问题
So I couldn't find anything that talked about using chrome.* or browser.* specifically. In some of the WebExtension examples it uses browser.* (browser.runtime.getManifest();
)
https://developer.mozilla.org/en-US/Add-ons/WebExtensions/API/runtime/getManifest, and in others it uses chrome.* (chrome.notifications.create
), https://developer.mozilla.org/en-US/Add-ons/WebExtensions/API/notifications.

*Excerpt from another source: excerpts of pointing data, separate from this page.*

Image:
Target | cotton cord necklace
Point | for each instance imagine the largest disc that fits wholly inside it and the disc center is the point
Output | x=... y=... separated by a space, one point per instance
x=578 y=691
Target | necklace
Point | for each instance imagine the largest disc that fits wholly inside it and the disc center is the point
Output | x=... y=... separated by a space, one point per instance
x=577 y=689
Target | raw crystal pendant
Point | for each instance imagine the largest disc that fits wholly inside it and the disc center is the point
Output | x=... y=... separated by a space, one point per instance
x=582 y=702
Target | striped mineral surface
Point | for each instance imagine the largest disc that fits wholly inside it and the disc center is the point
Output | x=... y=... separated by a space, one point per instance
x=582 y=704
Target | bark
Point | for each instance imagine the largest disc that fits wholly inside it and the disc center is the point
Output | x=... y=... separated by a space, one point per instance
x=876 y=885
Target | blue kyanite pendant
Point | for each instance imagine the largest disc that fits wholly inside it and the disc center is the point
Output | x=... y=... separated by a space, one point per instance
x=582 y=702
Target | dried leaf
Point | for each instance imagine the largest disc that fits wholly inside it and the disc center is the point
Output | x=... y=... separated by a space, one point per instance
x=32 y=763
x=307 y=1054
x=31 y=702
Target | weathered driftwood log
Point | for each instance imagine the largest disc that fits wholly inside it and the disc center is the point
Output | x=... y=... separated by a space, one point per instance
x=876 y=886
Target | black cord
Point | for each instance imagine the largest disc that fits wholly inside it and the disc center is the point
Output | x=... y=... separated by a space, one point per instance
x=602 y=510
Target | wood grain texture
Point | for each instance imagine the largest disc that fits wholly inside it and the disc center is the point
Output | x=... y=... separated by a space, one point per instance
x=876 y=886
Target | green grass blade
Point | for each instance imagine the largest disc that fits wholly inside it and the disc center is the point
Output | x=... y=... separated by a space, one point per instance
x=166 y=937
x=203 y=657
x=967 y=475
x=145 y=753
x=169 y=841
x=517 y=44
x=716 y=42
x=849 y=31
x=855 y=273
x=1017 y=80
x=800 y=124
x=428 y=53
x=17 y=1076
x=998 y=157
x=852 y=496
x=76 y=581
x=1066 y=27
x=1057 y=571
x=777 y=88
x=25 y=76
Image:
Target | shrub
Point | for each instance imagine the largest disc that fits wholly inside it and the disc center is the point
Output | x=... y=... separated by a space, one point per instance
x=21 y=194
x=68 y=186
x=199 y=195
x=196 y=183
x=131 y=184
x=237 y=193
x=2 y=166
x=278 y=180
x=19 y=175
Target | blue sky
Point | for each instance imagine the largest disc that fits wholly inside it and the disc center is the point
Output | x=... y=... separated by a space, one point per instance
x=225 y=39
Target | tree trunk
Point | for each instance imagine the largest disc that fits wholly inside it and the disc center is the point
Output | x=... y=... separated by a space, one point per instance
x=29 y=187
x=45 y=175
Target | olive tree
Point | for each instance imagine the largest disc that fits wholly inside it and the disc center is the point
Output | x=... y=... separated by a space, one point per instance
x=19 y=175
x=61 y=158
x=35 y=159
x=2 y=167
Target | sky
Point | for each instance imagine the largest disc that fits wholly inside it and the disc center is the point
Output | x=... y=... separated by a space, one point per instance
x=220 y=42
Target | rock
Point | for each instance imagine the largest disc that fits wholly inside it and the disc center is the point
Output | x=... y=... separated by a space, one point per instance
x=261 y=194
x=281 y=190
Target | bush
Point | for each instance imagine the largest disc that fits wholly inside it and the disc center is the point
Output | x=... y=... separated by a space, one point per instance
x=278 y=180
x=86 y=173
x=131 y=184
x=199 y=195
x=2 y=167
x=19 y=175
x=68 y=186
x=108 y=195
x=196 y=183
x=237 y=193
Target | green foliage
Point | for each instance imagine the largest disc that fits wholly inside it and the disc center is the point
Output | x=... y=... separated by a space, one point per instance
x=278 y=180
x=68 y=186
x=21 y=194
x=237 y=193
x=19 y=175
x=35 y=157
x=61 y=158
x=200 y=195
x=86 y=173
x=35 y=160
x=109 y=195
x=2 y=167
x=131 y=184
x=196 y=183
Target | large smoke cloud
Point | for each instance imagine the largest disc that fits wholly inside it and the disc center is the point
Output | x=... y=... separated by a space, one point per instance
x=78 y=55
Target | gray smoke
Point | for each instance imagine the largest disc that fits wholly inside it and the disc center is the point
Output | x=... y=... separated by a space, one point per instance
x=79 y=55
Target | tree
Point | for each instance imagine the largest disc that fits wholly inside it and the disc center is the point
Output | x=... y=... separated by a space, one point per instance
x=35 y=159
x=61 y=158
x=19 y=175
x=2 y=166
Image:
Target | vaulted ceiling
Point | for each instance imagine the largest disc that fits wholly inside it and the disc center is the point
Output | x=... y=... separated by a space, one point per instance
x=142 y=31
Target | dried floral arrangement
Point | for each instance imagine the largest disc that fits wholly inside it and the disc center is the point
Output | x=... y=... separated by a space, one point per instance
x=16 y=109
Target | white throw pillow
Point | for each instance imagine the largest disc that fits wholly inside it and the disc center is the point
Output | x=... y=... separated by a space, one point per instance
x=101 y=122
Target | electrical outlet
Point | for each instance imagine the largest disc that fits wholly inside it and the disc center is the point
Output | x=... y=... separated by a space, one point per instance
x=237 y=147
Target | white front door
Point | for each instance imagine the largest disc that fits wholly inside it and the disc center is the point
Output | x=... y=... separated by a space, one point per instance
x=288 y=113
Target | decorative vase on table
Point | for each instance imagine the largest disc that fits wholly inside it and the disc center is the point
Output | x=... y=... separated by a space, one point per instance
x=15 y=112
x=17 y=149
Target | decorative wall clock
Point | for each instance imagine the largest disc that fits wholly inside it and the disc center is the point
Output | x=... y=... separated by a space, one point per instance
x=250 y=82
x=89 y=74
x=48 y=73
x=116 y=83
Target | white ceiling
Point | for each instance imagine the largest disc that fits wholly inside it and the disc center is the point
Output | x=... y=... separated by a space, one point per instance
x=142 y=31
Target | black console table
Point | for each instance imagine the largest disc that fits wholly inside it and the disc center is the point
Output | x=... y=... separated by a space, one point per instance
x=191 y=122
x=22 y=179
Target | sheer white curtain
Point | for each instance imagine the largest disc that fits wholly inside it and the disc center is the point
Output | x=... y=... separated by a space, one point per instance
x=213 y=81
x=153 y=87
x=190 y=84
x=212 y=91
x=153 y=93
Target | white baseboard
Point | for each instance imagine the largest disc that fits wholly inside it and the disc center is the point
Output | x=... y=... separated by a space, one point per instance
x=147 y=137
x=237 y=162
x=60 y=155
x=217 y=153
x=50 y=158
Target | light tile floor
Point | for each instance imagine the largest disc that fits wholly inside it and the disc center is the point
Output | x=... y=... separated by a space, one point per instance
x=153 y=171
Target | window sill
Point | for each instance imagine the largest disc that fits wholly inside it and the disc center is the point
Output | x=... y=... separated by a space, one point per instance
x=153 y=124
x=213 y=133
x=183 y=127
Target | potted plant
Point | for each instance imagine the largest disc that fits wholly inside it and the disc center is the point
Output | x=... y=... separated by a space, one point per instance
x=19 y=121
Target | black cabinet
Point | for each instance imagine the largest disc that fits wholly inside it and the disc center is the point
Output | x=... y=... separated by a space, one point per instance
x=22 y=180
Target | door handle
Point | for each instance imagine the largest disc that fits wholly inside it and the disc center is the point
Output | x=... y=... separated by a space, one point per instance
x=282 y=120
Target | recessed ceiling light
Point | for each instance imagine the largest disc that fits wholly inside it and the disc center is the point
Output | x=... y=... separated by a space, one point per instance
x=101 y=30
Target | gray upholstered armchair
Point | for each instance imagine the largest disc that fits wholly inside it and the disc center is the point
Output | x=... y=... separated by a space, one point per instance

I'm not entirely sure what's the difference. Is it contextual? Both chrome.* and browser.* are available in my content script and in the background script in Firefox. I looked at IEs docs as well and they use browser.* ( didn't see chrome.* in their docs)
I'd like to know what the difference is between and do Chrome extensions only use chrome.* or does it have browser.* as well (does IE only have browser.*)?
回答1:
Chrome only has chrome.apis. Edge only has browser.apis. Firefox has both browser.apis and chrome.apis for compatibility with existing Chrome extensions.
The main difference is that in Firefox the browser.apis use promises but the chrome.apis use callbacks.
回答2:
Both browser and chrome APIs work in Edge, but make sure you don't mix and match. Use all of one or the other.
回答3:
I think your best solution for now is to use callbacks instead of promises as they work for chrome, firefox and edge. In addition you can use something like
browser = browser || chrome;
to solve the chrome vs browser issue and browser.runtime.lastError;
for error handling. Firefox support both the callback and the promise version of the api, callback version will work for both the chrome and browser objects.